Título: Ajuste insuficiente
Autor:
Fonte: O Estado de São Paulo, 13/04/2008, Notas e Informações, p. A3

Com o ajuste no Orçamento Anual de 2008, o ministro da Fazenda, Guido Mantega, pretendia mostrar que o governo adotará um severo programa de cortes de despesas para assim enfraquecer o argumento do Banco Central de que a pressão da demanda, tanto do setor privado como do setor público, justifica elevar os juros. Os números do ajuste divulgados pelo governo revelam, no entanto, apenas uma acomodação de contas, e não cortes efetivos nas despesas.

À primeira vista, os números impressionam. Do total de despesas previsto na Lei Orçamentária Anual de 2008, o governo anunciou que contingenciará R$ 19,4 bilhões para compensar o fim da cobrança da CPMF. Antes, o governo falava num contingenciamento que variava de R$ 14,5 bilhões a R$ 19,5 bilhões. Optou pelo valor mais alto, o que aparentemente indica maior rigor na gestão de suas contas.

Esse valor tem sido apresentado como um corte a ser feito no Orçamento. Não é verdade. A própria nota do Ministério do Planejamento sobre o ajuste fala apenas em ¿redução nos limites de empenho e movimentação financeira¿ em relação ao Orçamento aprovado pelo Congresso. Trata-se, portanto, de um contingenciamento, um bloqueio temporário desses recursos. O contingenciamento no início do exercício, para adequar as despesas às estimativas de receita, é uma exigência da Lei de Responsabilidade Fiscal (LRF). Se durante o exercício fiscal as condições permitirem, isto é, se a receita for suficiente, as verbas contingenciadas são liberadas. E a liberação tem sido a rotina desde 2001. Este ano, pelo lado da receita, o cenário continua muito favorável para o governo. A proposta de orçamento de 2008 foi montada levando em conta a cobrança da CPMF, cuja arrecadação seria de cerca de R$ 40 bilhões por ano. Com base na arrecadação tributária dos últimos meses, porém, o governo já estima que, mesmo sem a CPMF, o total arrecadado será maior do que o previsto na proposta orçamentária original. Normalmente, quando a proposta de orçamento tramita no Congresso, os parlamentares aumentam as projeções de receita para que na versão final do Orçamento possam caber suas emendas, que sempre implicam mais despesas. Mas, neste ano, pela primeira vez nesta década, o governo estima que terá uma arrecadação R$ 3,3 bilhões maior do que a prevista pelo Congresso.

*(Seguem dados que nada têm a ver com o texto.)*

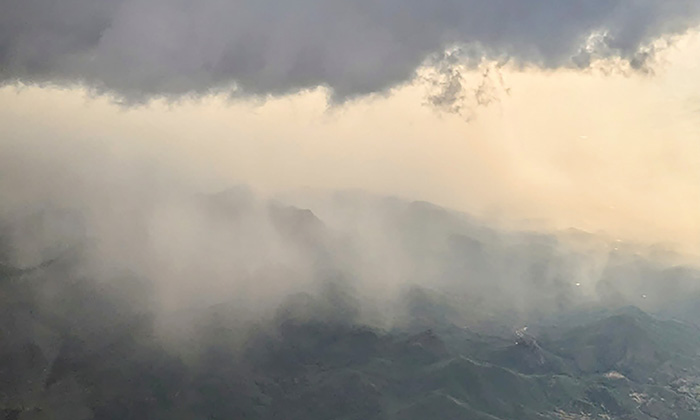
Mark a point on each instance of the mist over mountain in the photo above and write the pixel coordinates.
(230, 305)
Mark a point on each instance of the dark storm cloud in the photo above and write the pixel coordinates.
(139, 49)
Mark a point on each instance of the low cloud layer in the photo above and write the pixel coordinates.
(138, 49)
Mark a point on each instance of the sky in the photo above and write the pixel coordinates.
(537, 113)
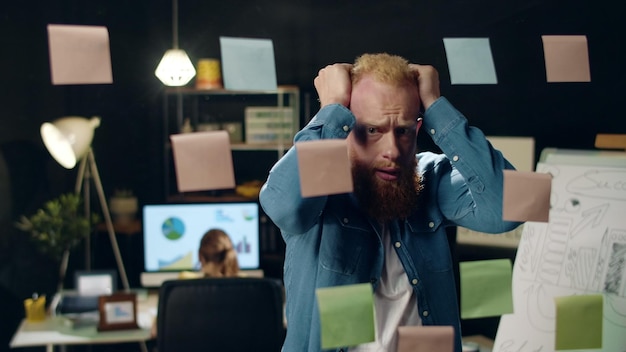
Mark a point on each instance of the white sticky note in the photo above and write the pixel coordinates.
(248, 64)
(470, 61)
(79, 54)
(203, 161)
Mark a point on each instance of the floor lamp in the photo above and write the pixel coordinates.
(68, 140)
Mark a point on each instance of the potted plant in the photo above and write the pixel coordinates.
(58, 227)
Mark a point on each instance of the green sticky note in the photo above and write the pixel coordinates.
(346, 315)
(578, 322)
(486, 288)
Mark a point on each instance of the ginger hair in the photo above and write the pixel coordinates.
(217, 255)
(385, 68)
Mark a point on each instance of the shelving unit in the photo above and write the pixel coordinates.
(218, 106)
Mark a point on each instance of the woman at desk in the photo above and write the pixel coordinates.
(217, 256)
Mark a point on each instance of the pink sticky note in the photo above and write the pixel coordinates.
(526, 196)
(566, 58)
(203, 161)
(324, 167)
(425, 338)
(79, 54)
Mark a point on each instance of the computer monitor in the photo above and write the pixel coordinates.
(172, 233)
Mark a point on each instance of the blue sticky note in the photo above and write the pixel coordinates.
(248, 64)
(470, 61)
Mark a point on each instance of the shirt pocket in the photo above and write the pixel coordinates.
(342, 245)
(431, 243)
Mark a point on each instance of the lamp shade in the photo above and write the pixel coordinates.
(69, 138)
(175, 68)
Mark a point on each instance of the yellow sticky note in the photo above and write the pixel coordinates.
(566, 58)
(526, 196)
(486, 288)
(579, 322)
(346, 315)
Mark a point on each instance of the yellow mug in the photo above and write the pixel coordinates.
(35, 308)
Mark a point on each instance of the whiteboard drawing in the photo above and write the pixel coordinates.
(581, 250)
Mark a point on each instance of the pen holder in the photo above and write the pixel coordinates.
(35, 309)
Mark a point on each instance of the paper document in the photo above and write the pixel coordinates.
(470, 61)
(248, 64)
(580, 251)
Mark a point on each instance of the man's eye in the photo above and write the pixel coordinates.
(402, 131)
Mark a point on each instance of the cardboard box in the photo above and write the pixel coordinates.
(269, 124)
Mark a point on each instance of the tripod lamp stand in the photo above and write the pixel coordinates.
(68, 140)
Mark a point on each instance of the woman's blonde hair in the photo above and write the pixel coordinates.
(385, 68)
(217, 254)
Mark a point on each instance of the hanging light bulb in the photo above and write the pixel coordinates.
(175, 68)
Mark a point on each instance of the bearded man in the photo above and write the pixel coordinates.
(390, 231)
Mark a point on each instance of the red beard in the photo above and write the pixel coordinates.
(387, 200)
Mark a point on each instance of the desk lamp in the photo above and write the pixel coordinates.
(68, 140)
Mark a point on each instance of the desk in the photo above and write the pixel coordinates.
(53, 331)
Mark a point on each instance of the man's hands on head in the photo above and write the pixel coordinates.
(334, 85)
(427, 83)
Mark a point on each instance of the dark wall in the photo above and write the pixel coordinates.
(308, 35)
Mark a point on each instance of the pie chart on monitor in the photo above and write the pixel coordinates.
(173, 228)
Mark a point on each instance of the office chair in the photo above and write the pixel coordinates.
(220, 314)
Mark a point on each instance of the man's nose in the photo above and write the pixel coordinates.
(390, 146)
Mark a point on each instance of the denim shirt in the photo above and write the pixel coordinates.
(331, 242)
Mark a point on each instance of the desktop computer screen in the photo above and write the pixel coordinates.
(172, 233)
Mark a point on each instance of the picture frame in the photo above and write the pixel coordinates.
(118, 311)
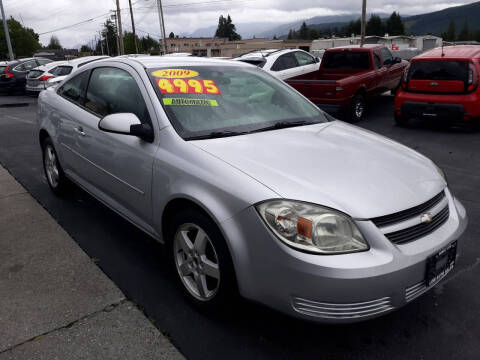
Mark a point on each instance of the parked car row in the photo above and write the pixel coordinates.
(33, 75)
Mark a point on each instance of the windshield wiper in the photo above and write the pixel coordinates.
(217, 134)
(284, 125)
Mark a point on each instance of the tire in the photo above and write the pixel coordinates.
(358, 108)
(203, 267)
(56, 179)
(400, 120)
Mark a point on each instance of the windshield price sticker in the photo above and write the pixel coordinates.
(190, 102)
(175, 73)
(190, 86)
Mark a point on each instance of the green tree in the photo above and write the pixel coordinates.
(85, 48)
(464, 35)
(375, 26)
(24, 40)
(226, 29)
(54, 43)
(394, 24)
(451, 32)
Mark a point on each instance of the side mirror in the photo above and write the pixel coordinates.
(126, 124)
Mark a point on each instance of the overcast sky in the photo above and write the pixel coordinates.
(185, 16)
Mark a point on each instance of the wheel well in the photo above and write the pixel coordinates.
(43, 135)
(173, 207)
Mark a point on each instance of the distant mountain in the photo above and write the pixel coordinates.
(438, 21)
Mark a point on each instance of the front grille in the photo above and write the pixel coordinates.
(342, 311)
(409, 213)
(415, 232)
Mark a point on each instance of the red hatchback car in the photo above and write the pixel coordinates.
(441, 84)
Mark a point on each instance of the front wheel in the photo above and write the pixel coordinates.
(53, 171)
(358, 108)
(202, 261)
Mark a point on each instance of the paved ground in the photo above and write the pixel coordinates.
(443, 324)
(55, 303)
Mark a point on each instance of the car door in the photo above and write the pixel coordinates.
(117, 167)
(307, 65)
(285, 67)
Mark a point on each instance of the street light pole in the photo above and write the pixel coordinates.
(120, 32)
(364, 25)
(133, 27)
(162, 25)
(7, 34)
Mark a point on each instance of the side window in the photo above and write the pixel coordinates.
(386, 56)
(29, 65)
(74, 89)
(44, 61)
(304, 59)
(113, 90)
(285, 62)
(378, 59)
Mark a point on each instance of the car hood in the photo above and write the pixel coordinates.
(333, 164)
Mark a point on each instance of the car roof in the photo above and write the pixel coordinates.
(358, 47)
(452, 52)
(265, 53)
(176, 61)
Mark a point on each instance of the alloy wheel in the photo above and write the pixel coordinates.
(196, 261)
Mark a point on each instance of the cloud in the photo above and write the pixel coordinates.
(182, 16)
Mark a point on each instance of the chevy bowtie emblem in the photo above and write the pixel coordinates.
(426, 218)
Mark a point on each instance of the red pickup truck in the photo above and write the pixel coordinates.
(349, 76)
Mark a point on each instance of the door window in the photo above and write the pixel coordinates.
(284, 62)
(378, 59)
(74, 89)
(387, 56)
(304, 59)
(44, 61)
(113, 90)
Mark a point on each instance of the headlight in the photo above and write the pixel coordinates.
(441, 172)
(312, 228)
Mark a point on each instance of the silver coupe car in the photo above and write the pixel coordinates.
(253, 189)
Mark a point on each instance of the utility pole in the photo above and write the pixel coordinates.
(120, 32)
(7, 34)
(162, 25)
(114, 16)
(133, 27)
(364, 22)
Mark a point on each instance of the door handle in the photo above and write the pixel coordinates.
(79, 130)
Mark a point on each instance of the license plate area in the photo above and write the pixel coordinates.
(440, 264)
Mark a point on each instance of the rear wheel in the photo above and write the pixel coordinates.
(202, 261)
(358, 108)
(56, 178)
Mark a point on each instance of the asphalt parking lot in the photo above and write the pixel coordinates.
(443, 324)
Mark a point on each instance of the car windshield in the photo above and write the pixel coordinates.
(346, 60)
(214, 101)
(439, 70)
(61, 70)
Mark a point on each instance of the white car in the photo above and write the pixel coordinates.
(283, 64)
(37, 78)
(69, 67)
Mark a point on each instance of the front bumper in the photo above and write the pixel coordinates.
(334, 288)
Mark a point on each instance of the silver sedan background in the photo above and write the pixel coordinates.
(253, 189)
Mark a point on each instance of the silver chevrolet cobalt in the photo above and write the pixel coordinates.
(253, 189)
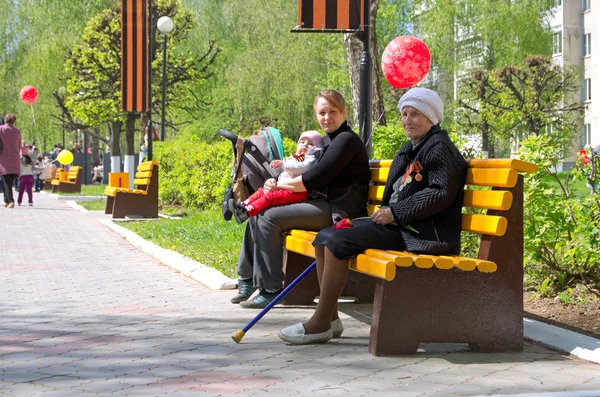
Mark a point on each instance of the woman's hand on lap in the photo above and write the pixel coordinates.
(383, 216)
(270, 184)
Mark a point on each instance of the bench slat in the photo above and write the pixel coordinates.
(490, 199)
(307, 235)
(118, 179)
(380, 163)
(141, 181)
(420, 261)
(376, 192)
(499, 177)
(300, 246)
(519, 165)
(143, 174)
(373, 266)
(484, 224)
(379, 174)
(147, 165)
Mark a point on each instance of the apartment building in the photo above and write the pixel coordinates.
(575, 25)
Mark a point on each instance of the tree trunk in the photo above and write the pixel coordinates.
(115, 138)
(95, 152)
(354, 48)
(130, 133)
(378, 107)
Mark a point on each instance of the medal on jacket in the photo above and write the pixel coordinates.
(414, 167)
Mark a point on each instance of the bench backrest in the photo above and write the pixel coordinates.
(118, 179)
(481, 175)
(73, 173)
(61, 175)
(143, 176)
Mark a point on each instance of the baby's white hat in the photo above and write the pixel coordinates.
(314, 137)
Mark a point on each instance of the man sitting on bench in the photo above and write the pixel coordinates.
(420, 212)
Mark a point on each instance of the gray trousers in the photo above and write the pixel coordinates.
(261, 256)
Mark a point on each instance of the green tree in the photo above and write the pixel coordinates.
(94, 69)
(266, 74)
(35, 36)
(535, 98)
(464, 35)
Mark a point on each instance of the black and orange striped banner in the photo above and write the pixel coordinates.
(342, 15)
(134, 55)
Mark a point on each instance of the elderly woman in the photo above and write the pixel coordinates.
(10, 157)
(341, 178)
(420, 212)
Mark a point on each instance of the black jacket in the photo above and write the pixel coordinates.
(432, 206)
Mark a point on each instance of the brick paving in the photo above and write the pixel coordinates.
(83, 313)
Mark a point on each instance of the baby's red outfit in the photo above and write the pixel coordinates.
(261, 200)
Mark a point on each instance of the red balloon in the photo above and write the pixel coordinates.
(405, 61)
(29, 94)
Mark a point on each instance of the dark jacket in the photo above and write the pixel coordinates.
(432, 206)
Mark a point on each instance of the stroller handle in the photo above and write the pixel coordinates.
(228, 135)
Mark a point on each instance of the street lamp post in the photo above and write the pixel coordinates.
(165, 25)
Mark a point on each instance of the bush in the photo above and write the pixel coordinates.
(193, 173)
(561, 230)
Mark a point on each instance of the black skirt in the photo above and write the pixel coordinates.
(348, 243)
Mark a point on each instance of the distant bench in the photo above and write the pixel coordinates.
(427, 298)
(68, 181)
(121, 201)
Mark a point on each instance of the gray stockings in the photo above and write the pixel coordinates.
(261, 256)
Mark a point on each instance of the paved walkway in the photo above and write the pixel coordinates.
(83, 313)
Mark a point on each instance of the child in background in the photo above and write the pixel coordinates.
(26, 178)
(308, 152)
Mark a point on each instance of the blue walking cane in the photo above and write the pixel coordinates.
(238, 335)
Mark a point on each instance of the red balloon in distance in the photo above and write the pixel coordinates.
(29, 94)
(405, 61)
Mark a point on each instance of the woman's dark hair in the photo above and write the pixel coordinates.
(334, 98)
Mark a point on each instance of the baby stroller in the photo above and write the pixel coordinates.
(251, 159)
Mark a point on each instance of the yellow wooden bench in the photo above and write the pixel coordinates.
(68, 182)
(142, 200)
(427, 298)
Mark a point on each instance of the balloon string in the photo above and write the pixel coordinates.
(32, 114)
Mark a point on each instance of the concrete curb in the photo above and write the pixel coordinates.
(205, 275)
(77, 198)
(582, 346)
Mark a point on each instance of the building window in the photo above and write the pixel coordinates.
(557, 43)
(587, 90)
(587, 44)
(586, 138)
(586, 5)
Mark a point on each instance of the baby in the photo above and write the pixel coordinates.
(308, 152)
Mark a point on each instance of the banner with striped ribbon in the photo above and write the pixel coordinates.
(134, 55)
(331, 15)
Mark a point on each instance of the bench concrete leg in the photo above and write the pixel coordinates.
(451, 306)
(134, 204)
(109, 204)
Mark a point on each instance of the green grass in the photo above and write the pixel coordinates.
(577, 188)
(201, 235)
(88, 190)
(93, 205)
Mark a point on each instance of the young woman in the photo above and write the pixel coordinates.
(420, 212)
(341, 176)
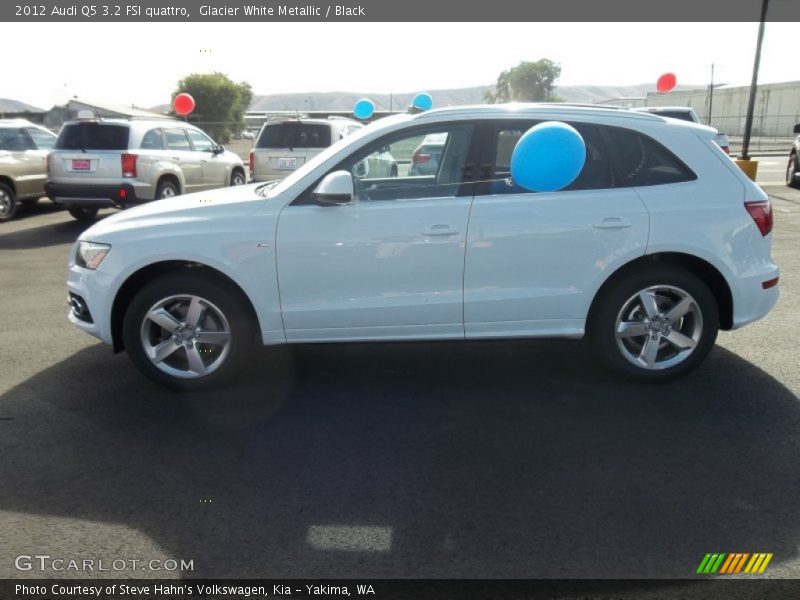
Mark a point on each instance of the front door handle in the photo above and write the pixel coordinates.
(612, 223)
(440, 230)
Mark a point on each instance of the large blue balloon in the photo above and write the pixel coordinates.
(422, 101)
(363, 109)
(548, 157)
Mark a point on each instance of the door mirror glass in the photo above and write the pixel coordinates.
(335, 189)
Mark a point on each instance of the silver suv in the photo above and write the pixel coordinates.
(285, 145)
(114, 162)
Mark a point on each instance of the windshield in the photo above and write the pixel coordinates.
(331, 151)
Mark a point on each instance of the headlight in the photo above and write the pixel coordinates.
(91, 254)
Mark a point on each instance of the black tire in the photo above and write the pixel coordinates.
(238, 177)
(83, 213)
(8, 203)
(167, 189)
(218, 296)
(664, 283)
(791, 172)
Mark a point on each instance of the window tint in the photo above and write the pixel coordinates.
(93, 136)
(176, 139)
(44, 140)
(295, 134)
(419, 165)
(641, 161)
(14, 140)
(152, 140)
(200, 142)
(597, 171)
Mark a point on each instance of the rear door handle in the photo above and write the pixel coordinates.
(440, 230)
(612, 223)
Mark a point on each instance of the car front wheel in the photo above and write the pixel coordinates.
(8, 204)
(188, 331)
(655, 325)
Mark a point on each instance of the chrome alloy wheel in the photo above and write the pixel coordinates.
(186, 336)
(658, 327)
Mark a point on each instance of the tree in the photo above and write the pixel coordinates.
(220, 104)
(527, 82)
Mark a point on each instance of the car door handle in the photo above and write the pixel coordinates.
(612, 223)
(440, 230)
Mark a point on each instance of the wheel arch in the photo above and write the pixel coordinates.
(701, 268)
(141, 277)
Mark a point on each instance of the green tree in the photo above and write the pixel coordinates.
(527, 82)
(220, 104)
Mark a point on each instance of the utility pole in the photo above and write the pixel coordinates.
(711, 95)
(751, 102)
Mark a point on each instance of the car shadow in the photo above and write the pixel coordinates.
(455, 460)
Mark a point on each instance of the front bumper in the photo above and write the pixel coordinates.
(92, 195)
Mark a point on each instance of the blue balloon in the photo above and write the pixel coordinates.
(548, 157)
(422, 101)
(363, 109)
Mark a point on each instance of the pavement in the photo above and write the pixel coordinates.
(458, 460)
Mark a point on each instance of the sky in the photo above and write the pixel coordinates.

É importante destacar que boa parte do valor total que está sendo contingenciado - nos próximos dias, o governo enviará ao Congresso as reestimativas de receitas e despesas, como exige a LRF - corresponde ao aumento de despesas de R$ 16,9 bilhões registrado no Orçamento. Incluem-se nesse aumento despesas obrigatórias, como seguro-desemprego, subsídios à agricultura, subvenções e transferências para os Fundos de Desenvolvimento da Amazônia e do Nordeste, além de despesas criadas pelo governo, a título de ¿créditos extraordinários¿, por meio de medidas provisórias, basicamente para manter em andamento o Programa de Aceleração do Crescimento. Esses ¿créditos extraordinários¿ totalizam cerca de R$ 10 bilhões, ou cerca de 60% dos gastos adicionais.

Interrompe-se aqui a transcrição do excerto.